5. El desenlace de esta parábola indica que la participación definitiva en el banquete nupcial está supeditada a ciertas condiciones esenciales. No basta haber entrado en la Iglesia para estar seguro de la salvación eterna: «Amigo, ¿cómo has entrado aquí sin traje de bodas?» (Mt 22,12), pregunta el rey a uno de los invitados. La parábola, que en este punto parece pasar del problema del rechazo histórico de la elección por parte del pueblo de Israel al comportamiento individual de todo aquel que es llamado, y al juicio que se pronunciará sobre él, no especifica el significado de ese «traje» Pero se puede decir que la explicación se encuentra en el conjunto de la enseñanza de Cristo. El Evangelio, en particular el sermón de la montaña, habla del mandamiento del amor, que es el principio de la vida divina y de la perfección según el modelo del Padre: «Sed perfectos como es perfecto vuestro Padre celestial» (Mt 5,48). Se trata del «mandamiento nuevo» que, como enseña Cristo, consiste en esto: «Que como yo os he amado, así os améis también vosotros los unos a los otros» (Jn 13,34). Por ello, parece posible colegir que el «traje de bodas», como condición para participar en el banquete, es precisamente ese amor.

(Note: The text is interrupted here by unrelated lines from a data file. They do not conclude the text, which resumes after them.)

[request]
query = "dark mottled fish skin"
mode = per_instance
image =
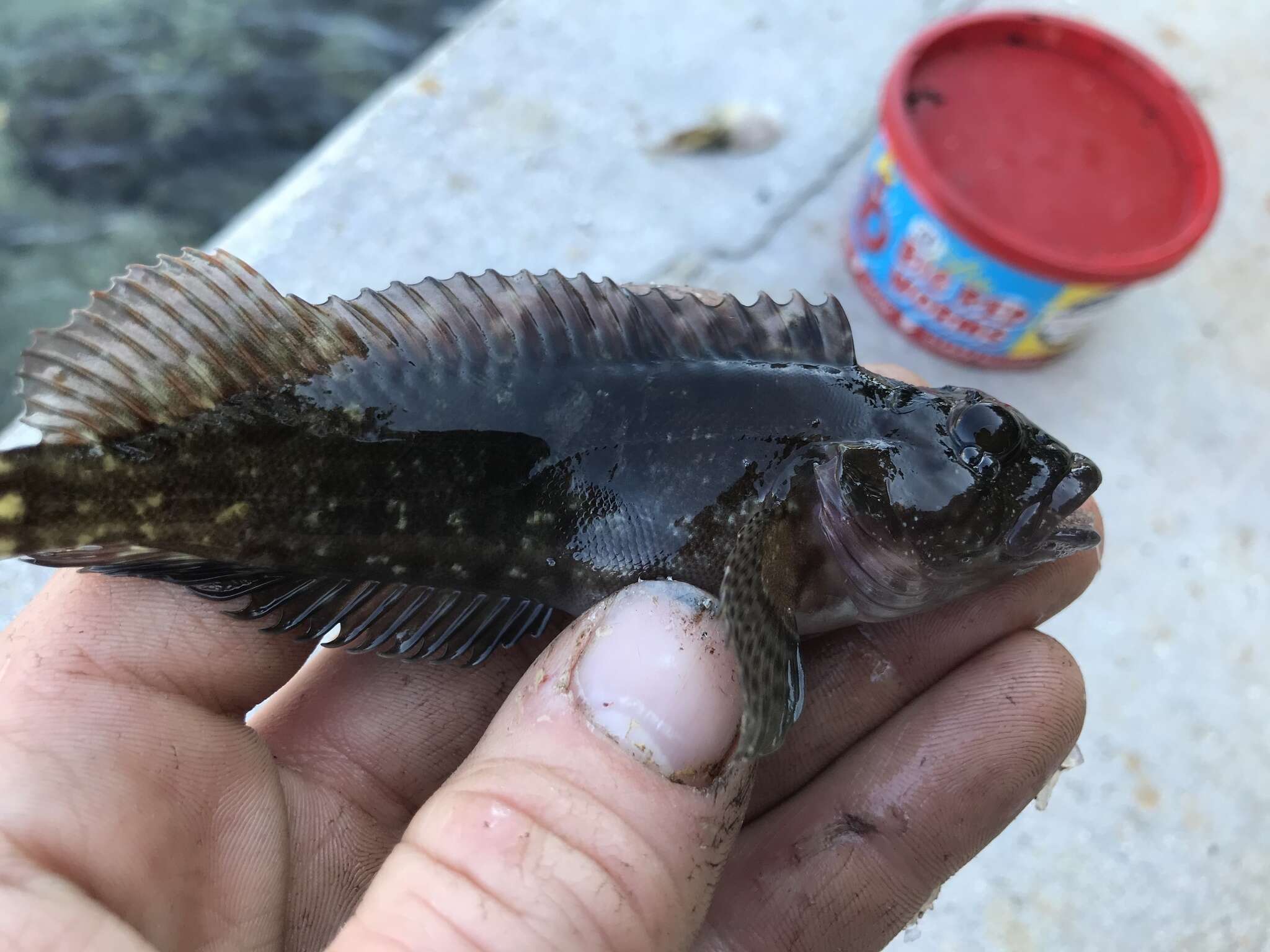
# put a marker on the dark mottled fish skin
(437, 467)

Esa apreciación es confirmada por otra gran parábola, de carácter escatológico: la parábola del juicio final. Sólo quienes ponen en práctica el mandamiento del amor en las obras de misericordia espiritual y corporal para con el prójimo, pueden tomar parte en el banquete del reino de Dios: «Venid, benditos de mi Padre, recibid la herencia del reino preparado para vosotros des de la creación del mundo» (Mt 25,34).

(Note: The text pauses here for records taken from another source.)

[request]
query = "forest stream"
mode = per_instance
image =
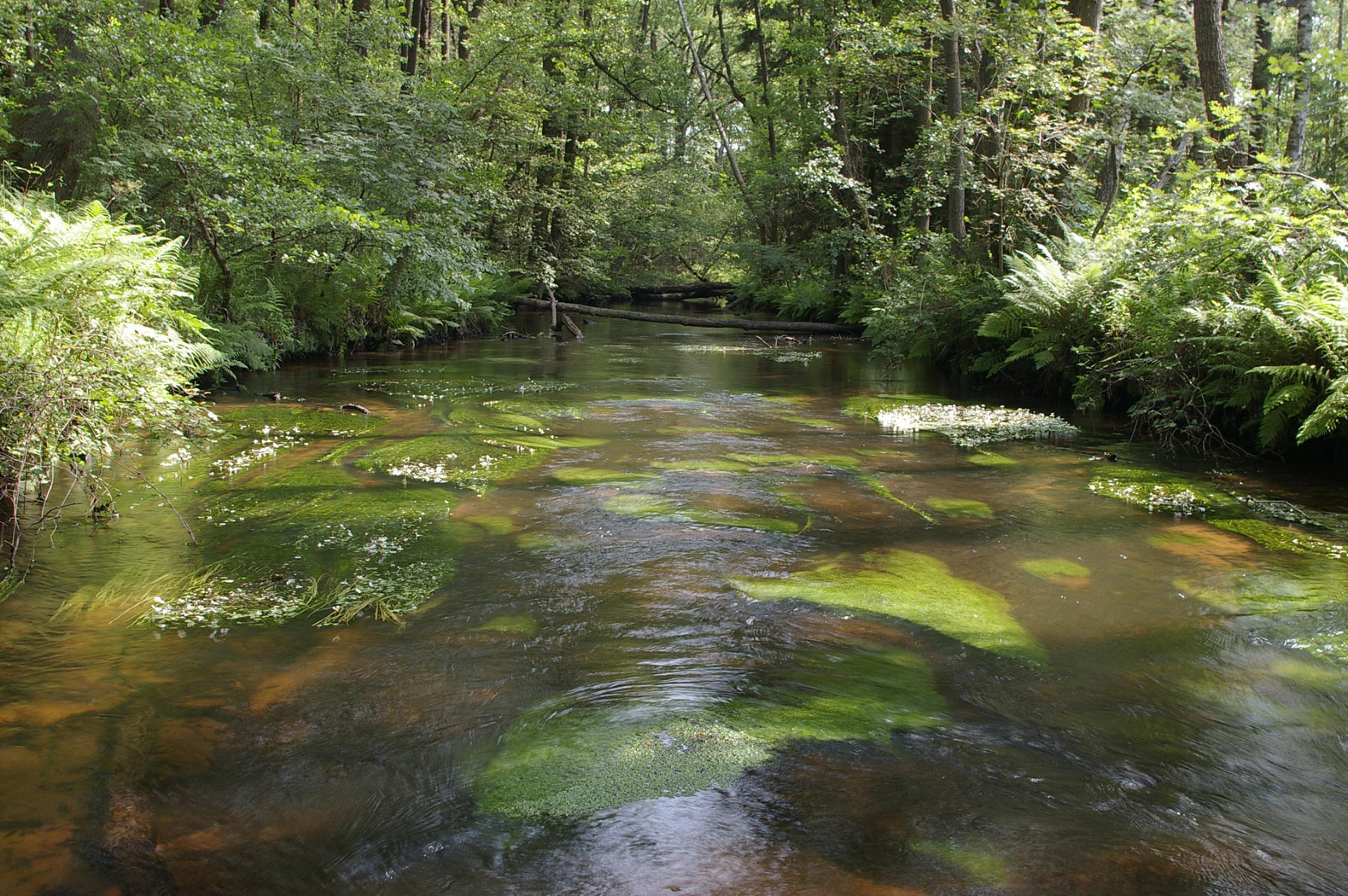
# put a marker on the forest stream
(672, 612)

6. Otra parábola nos ayuda a comprender que nunca es demasiado tarde para entrar en la Iglesia. Dios puede dirigir su invitación al hombre hasta el último momento de su vida. Nos referimos a la conocida parábola de los obreros de la viña: «El reino de los cielos es semejante a un propietario que salió a primera hora de la mañana a contratar obreros para su viña» (Mt 20,1). Salió, luego, a diferentes horas del día, hasta la última. A todos dio un jornal, pero a algunos, además de lo estrictamente pactado, quiso manifestarles todo su amor generoso.

Estas palabras nos traen a la memoria el episodio conmovedor que narra el evangelista Lucas sobre el «buen ladrón» crucificado al lado de Cristo en el Gólgota. A él la invitación se le presentó como una manifestación de la iniciativa misericordiosa de Dios: cuando, a punto de expirar, exclamó: «Jesús, acuérdate de mí cuando vengas con tu Reino», oyó de boca del Redentor-Esposo, condenado a morir en la cruz: «Yo te aseguro: hoy estarás conmigo en el Paraíso» (Lc 23,42-43).

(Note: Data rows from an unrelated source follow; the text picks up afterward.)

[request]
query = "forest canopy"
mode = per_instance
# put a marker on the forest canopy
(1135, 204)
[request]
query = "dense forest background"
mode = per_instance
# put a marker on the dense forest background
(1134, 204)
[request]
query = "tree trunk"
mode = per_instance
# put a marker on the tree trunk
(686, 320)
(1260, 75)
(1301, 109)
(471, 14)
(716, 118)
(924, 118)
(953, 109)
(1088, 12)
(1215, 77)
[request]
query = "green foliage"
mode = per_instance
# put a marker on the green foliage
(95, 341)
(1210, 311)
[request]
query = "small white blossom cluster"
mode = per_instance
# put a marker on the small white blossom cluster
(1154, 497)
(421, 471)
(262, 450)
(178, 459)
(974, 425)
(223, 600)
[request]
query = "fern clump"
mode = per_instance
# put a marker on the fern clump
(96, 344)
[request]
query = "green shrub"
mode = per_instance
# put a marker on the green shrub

7. Citemos otra parábola de Jesús: «El reino de los cielos es semejante a un tesoro escondido en un campo que, al encontrarlo un hombre, vuelve a esconderlo y, por la alegría que le da, va, vende todo lo que tiene y compra el campo aquel» (Mt 13,44). De modo parecido, también el mercader que andaba buscando perlas finas, «al encontrar una perla de gran valor, va, vende todo lo que tiene y la compra» (Mt 13,45). Esta parábola enseña una gran verdad a los llamados: para ser dignos de la invitación al banquete real del Esposo es necesario comprender el valor supremo de lo que se nos ofrece. De aquí nace también la disponibilidad a sacrificarlo todo por el reino de los cielos, que vale más que cualquier otra cosa. Ningún valor de los bienes terrenos se puede parangonar con él. Es posible dejarlo todo, sin perder nada, con tal de tomar parte en el banquete de Cristo-Esposo.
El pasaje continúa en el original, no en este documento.